Замечая движения на датчиках, Ё Хан забирается на крышку по водостоку, цепляясь за выступы и черепицу. Недоброжелателей у кандидата в президенты слишком много и даже новомодные камеры не могут дать гарантии безопасности, Кан знает, медленно пробираясь дальше по рельефной крыши, прячась за дымоходом. Осматриваясь, мужчина судорожно выдыхает, пока лёгкое волнение, перерастающее в тремор, не отпускает окончательно.

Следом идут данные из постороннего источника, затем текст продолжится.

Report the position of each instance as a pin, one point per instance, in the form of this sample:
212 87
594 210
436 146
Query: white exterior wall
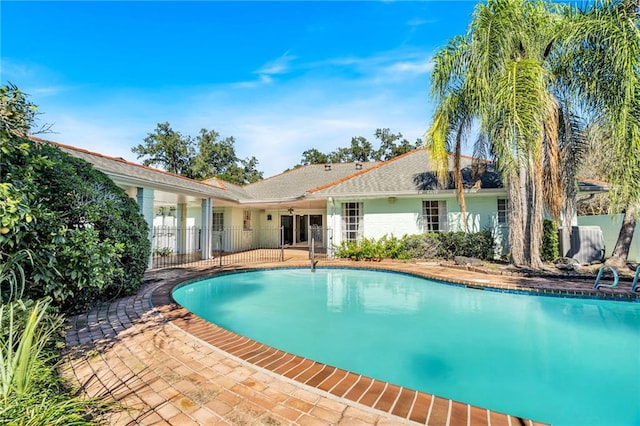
404 217
398 218
610 226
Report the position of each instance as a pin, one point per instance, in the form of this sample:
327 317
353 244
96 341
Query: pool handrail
634 285
603 268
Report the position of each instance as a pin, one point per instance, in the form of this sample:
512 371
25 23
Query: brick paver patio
139 354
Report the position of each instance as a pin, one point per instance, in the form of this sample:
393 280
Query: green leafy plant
443 245
31 393
550 241
87 238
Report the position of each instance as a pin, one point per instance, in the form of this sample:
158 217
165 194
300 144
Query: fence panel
229 245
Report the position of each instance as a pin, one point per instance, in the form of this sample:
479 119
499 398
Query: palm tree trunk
621 250
516 220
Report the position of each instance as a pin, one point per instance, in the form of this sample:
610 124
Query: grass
31 391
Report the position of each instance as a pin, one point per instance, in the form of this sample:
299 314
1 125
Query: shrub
421 246
31 393
444 245
87 238
550 241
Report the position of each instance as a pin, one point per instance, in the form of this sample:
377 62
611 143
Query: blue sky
280 77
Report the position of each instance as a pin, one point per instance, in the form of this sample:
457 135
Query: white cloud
275 121
281 65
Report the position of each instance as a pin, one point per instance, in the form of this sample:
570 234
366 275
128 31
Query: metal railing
172 246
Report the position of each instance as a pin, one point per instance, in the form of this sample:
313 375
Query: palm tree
500 76
607 39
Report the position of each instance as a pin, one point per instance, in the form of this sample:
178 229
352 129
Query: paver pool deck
161 365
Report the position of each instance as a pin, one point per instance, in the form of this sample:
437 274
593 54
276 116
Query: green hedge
550 241
441 245
86 235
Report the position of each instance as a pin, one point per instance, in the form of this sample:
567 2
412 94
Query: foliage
550 241
480 245
522 75
31 393
86 237
361 150
202 157
443 245
17 114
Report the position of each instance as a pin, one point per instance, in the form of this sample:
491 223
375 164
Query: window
503 211
218 221
246 220
351 221
434 216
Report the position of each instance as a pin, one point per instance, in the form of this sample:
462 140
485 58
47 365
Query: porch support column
181 231
144 197
207 227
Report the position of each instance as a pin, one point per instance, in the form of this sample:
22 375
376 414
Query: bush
87 238
31 392
550 241
443 245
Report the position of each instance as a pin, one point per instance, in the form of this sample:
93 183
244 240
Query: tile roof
122 170
411 173
407 174
297 182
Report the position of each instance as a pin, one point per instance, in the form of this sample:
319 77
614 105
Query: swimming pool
557 360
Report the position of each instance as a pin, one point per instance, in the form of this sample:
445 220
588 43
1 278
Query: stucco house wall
393 216
610 226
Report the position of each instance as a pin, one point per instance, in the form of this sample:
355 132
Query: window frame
246 220
434 216
502 212
352 221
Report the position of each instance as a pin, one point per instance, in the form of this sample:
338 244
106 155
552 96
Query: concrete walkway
139 354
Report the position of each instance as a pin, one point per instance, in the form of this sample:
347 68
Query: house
320 203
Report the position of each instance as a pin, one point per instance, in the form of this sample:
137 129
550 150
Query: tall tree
607 34
313 156
168 149
361 150
202 157
508 76
497 75
392 145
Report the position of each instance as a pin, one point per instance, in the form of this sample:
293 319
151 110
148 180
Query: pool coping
405 403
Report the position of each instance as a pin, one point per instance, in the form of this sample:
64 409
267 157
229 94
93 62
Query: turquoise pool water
558 360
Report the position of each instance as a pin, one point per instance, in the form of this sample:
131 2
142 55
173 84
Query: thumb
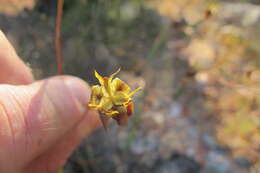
36 116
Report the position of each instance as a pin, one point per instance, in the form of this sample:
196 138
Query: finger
34 117
13 70
56 156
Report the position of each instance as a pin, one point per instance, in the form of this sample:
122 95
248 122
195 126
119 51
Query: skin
41 122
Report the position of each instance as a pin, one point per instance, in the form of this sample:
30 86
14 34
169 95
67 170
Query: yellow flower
112 99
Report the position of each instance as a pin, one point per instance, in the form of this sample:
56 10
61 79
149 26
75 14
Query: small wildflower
112 99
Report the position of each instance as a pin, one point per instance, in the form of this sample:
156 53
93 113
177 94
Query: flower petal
133 92
99 77
113 75
96 94
106 103
120 98
119 85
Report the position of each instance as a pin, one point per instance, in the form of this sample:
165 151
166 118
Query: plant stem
58 36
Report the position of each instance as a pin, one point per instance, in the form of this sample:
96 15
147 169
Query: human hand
40 122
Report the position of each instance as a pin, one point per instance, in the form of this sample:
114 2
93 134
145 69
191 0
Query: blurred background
197 60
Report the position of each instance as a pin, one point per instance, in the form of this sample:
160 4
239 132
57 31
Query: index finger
12 68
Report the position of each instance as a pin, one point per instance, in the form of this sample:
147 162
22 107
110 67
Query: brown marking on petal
121 119
130 108
120 87
104 119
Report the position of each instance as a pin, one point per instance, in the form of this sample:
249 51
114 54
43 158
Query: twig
58 36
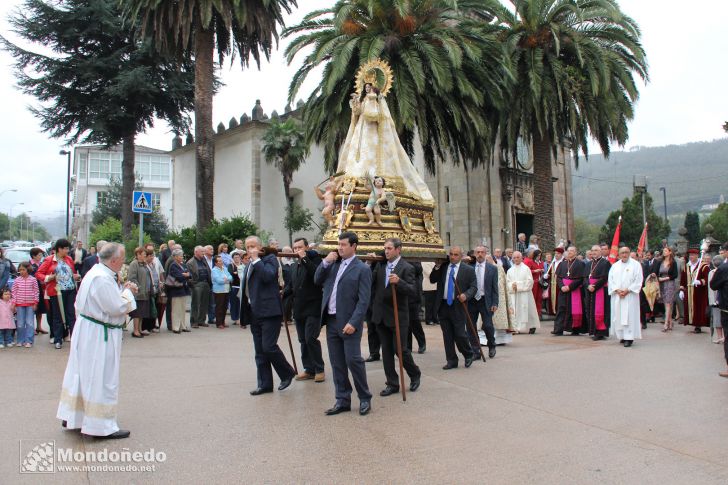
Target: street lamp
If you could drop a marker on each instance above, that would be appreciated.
(68, 187)
(10, 222)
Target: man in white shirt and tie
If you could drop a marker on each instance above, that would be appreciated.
(485, 302)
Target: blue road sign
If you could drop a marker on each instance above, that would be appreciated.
(142, 202)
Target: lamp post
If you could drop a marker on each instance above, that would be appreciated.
(10, 222)
(68, 187)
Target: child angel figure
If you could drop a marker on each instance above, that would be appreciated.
(328, 196)
(377, 197)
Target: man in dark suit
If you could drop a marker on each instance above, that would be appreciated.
(307, 310)
(449, 305)
(347, 284)
(485, 302)
(261, 292)
(398, 272)
(91, 260)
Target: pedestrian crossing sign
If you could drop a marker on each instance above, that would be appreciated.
(142, 202)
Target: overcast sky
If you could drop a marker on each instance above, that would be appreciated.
(686, 99)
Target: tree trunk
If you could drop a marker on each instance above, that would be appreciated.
(127, 184)
(204, 143)
(289, 204)
(543, 192)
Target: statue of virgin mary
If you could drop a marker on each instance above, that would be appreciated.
(372, 146)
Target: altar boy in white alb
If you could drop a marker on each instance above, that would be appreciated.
(625, 284)
(91, 383)
(520, 290)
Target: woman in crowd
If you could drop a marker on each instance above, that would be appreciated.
(221, 279)
(178, 291)
(139, 274)
(36, 259)
(235, 286)
(60, 277)
(666, 272)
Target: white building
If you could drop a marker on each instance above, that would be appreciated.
(95, 165)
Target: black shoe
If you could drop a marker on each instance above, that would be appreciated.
(285, 383)
(337, 409)
(364, 408)
(388, 391)
(121, 434)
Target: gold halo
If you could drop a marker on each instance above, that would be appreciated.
(376, 72)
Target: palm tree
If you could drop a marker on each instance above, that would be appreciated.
(574, 64)
(284, 145)
(199, 28)
(447, 74)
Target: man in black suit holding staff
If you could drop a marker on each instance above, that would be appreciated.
(449, 305)
(394, 271)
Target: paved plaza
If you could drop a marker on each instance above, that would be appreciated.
(545, 410)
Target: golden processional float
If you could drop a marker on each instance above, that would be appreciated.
(376, 191)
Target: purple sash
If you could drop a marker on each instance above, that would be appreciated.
(576, 311)
(598, 306)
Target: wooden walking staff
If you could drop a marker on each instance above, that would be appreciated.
(399, 341)
(290, 345)
(470, 321)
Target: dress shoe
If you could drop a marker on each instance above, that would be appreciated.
(337, 409)
(121, 434)
(388, 391)
(285, 383)
(365, 407)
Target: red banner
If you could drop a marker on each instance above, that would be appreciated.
(643, 242)
(614, 250)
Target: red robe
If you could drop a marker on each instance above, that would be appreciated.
(696, 297)
(537, 290)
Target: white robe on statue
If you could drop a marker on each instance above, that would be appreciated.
(91, 383)
(626, 310)
(523, 306)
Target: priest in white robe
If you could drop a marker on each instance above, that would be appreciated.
(520, 292)
(91, 383)
(625, 284)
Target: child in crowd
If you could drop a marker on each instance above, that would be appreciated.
(7, 325)
(25, 300)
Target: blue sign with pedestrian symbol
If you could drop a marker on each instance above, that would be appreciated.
(142, 202)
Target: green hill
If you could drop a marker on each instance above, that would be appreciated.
(694, 174)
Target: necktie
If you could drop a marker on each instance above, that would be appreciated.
(451, 285)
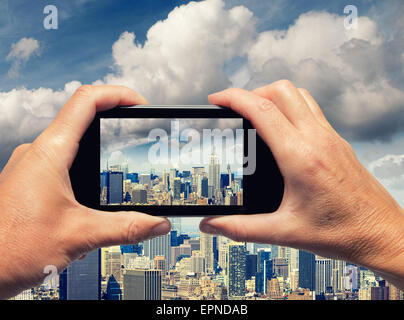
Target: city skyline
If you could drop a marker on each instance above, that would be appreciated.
(127, 140)
(179, 267)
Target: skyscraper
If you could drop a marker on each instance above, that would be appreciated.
(206, 241)
(251, 266)
(323, 274)
(236, 268)
(177, 188)
(139, 196)
(115, 187)
(176, 225)
(83, 278)
(173, 175)
(159, 246)
(142, 284)
(307, 270)
(338, 275)
(125, 169)
(214, 173)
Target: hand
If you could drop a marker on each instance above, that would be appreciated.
(332, 205)
(41, 223)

Га Он, пробравшийся на крышу через чердак, угрозой не является, а вот промозглый ночной воздух для него самого мог стать фатальным и, по хорошему, старшему нужно загнать его обратно в комнату, но он только усаживается на холодную черепицу, оставаясь в пространстве только тенью. Мальчишка кутается в лёгкий кардиган и Ё Хан замечает на его коленях котёнка, которого тот старательно прячет от ночной прохлады. Рядом стоит опустошенная бутылка из-под молока и небольшая миска, которую парень утащил к себе сегодня утром и мужчина с этого улыбается. Поглаживая животное по шёрстке, что забавно прижимает торчащие уши к голове, Га Он что-то тихо напевает, морща нос слишком очаровательно, когда мелкий зверёк лижет его пальцы шершавим влажным языком. — Скоро ты станешь большим и красивым котом, но знаешь, — парень чешет животное за ухом и Ё Хан даже из своего укрытия слышит тихое довольное урчание, — Взросление — это отвратительно. Оно отбирает так много, но в ответ не даёт почти ничего.

сейчас.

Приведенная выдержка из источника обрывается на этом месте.